So, what is the opening or mid game? I don't claim extraordinary insight here, but I do look for orthogonal dimensions to the problem. Consider value-based measures, for example. Can we imagine an information retrieval environment which considers the context of the user's needs? Can we envision trans-media semantic similarity measures, in which the intellectual content of an image, a graph, or a formula would weigh as heavily as the words used in the text? Can we deploy a network-based peer review process comparable to that upon which our traditional scholarly journals depend?

What do we risk in considering such factors? That information seekers will need to confront increasing complexity with a degree of increased sophistication. The well-known paradigm of search would give way to a rich toolbox of filters on orthogonal measures of content, context, and value.

Assumption 4: The objective is to find the correct answer.

If one assumes that the typical user is seeking the answer to a well-formed question in a global information space, then one can be led down a path of ever-increasing complexity involving content- and context-sensitive multi-dimensional, trans-lingual search among semantically interoperable heterogeneous repositories with result ranking, relevance feedback, and so on. The inevitable result is that system complexity, intended to serve the user's needs for more refined information tools, instead confounds all but the most sophisticated users in their well-intentioned search for information. Increased complexity of search tools is not likely to significantly assist the average Web searcher, whose queries rarely include more than two terms.

Recasting the objective to perceiving information spaces at variable resolutions and levels of abstraction may serve the needs of many Web-based information seekers more effectively. Such an approach recasts the objective from one of finding an answer to one of understanding an information space. The risk in such an approach is that the focus may shift to browsing haystacks when the requirement demands seeking needles.

So is the typical user of networked information seeking the "right answer"? Perhaps, but in most cases, I would surmise not. Assuming so leads to complexity beyond anything we ever had before (recall that the typical query on the Web is only one or two words).

Relaxing this assumption involves recasting the objective and the practice of seeking information as a process of working through levels of abstraction, rather than attempting to zero in and drill down to a particular piece of information. The alternative is to present to the user a Gestalt view of the information space, and to provide a sense of the way it is laid out, rather than jumping right to the end game of search. "Fly-through" metaphors come to mind as an alternative, but these raise immediate questions of the dimensions and character of the field of view, in addition to the means by which the user does, indeed, drill down to the materials most relevant to the problem being addressed.

Assumption 5: The correct answer lies in the information.
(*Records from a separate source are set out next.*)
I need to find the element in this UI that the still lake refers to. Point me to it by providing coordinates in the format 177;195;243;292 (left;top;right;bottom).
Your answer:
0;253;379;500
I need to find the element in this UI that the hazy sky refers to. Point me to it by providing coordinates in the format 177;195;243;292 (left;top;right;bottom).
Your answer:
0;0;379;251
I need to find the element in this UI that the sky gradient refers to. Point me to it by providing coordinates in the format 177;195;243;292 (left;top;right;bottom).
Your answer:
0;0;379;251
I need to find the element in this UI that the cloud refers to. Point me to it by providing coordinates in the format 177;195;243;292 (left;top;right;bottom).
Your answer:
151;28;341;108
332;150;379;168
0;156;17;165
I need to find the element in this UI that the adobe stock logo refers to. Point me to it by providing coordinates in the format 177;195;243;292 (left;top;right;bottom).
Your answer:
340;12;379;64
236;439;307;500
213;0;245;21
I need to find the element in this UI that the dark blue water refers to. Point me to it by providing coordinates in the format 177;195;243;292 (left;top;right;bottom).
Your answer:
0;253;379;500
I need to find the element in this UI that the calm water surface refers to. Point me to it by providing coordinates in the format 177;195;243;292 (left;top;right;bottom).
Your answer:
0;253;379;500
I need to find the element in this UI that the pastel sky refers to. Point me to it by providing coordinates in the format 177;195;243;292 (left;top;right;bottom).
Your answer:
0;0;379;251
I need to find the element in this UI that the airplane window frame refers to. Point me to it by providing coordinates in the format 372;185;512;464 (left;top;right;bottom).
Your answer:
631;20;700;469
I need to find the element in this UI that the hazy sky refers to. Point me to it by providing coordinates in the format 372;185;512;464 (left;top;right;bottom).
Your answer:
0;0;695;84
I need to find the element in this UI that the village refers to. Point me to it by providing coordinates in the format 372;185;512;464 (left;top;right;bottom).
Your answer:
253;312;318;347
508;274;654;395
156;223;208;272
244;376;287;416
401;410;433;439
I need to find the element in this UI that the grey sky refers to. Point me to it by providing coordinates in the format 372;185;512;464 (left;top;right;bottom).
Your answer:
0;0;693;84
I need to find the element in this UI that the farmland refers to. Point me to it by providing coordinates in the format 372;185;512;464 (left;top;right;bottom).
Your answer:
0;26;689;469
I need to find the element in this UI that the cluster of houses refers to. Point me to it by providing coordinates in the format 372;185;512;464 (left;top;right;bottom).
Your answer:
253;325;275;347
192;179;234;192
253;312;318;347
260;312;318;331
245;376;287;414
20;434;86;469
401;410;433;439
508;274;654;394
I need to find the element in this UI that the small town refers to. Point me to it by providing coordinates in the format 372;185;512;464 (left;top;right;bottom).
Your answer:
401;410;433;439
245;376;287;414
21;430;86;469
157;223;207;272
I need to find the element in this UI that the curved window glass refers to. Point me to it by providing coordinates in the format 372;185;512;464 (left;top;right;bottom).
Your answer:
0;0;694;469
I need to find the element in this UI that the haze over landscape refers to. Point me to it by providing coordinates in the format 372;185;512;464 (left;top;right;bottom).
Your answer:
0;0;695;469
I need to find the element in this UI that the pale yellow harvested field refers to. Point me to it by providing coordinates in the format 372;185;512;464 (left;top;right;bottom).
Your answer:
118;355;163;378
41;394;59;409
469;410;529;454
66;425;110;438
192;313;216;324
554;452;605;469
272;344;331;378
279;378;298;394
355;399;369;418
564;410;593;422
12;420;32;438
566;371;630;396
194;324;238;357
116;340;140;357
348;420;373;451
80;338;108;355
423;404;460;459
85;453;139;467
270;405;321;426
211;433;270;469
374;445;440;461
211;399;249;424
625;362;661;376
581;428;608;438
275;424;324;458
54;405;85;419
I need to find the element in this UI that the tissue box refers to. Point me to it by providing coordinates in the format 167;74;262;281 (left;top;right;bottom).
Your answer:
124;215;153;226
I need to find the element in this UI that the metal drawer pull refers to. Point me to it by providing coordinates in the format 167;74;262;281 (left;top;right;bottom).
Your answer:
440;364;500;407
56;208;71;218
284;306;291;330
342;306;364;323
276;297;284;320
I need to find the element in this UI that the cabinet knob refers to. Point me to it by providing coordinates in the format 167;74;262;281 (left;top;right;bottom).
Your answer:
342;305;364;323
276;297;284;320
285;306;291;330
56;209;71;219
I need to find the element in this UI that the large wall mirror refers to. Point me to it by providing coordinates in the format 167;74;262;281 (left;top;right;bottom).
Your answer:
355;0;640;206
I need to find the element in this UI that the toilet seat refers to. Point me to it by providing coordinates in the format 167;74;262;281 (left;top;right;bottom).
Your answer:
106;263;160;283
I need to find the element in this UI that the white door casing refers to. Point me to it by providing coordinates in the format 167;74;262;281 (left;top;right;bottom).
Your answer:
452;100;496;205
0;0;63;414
If one assumes that an answer exists, and that answer can be found in the body of information being searched, then this leads to a focus on information artifacts. As a result, correlations that require collaborative expertise among individuals interacting with information may be missed. Relaxing this assumption leads to a requirement for seamless interoperability among searching, authoring, and collaboration facilities, with the derivative requirement for these capabilities to be integral to Distributed Knowledge Environments (DKEs). One of the open problems here is to satisfy the complex quality of service (QoS) requirements for fixed and mobile, synchronous and asynchronous interoperation. Some of these requirements are being explored further in DARPA's programs in advanced networking, global-mobile communication systems, and intelligent collaboration and visualization.

Distributed knowledge environments are composed, at least, of collaboration, information analysis, and authoring facilities. If a user is to find, interact, and collaborate with both information resources and people in a network environment, then quality of service issues become very significant, as the system must seamlessly integrate synchronous as well as asynchronous sources of information and services.

Assumption 6: Search is the place to start.

The effect of this (historically valid) assumption is to focus, prematurely, on inadequate analytic tools for global, distributed, heterogeneous information sources. The result is that despite its potential, the Web remains largely unusable for vast numbers of serious professionals. Relaxing this assumption requires exploring new metaphors and algorithms for hierarchical abstraction, analysis, and visualization. Rigorously ill-defined but instinctively appealing concepts such as semantic signal processing suggest directions to pursue here. Early investigations in this direction indicate the need for new mathematical concepts and constructs. An emerging view is to consider the expert information analyst as a master craftsman, armed with a library of analytic, discrimination, and visualization tools to explore n-dimensional information spaces, seeking appropriate chunking, correlation, and visualization primitives. The risk is obvious: the theoretical foundations may be too weak. But this is not cause to be daunted, but, instead, cause to develop the necessary foundations, theories, and techniques.

Relaxing this assumption requires being open to new metaphors and algorithms for hierarchical abstraction, analysis, and visualization. The search metaphor (which I will characterize as a one-size-fits-all solution), for example, may need to make room for a more flexible metaphor (such as the toolbox metaphor used in signal processing). A richer set of tools enables the analyst a richer opportunity for discrimination along dimensions relevant to the immediate problem. A good expert, using the right kind of tools, could discriminate the signal (and, hence, the information) they need from the vast and diverse resources available.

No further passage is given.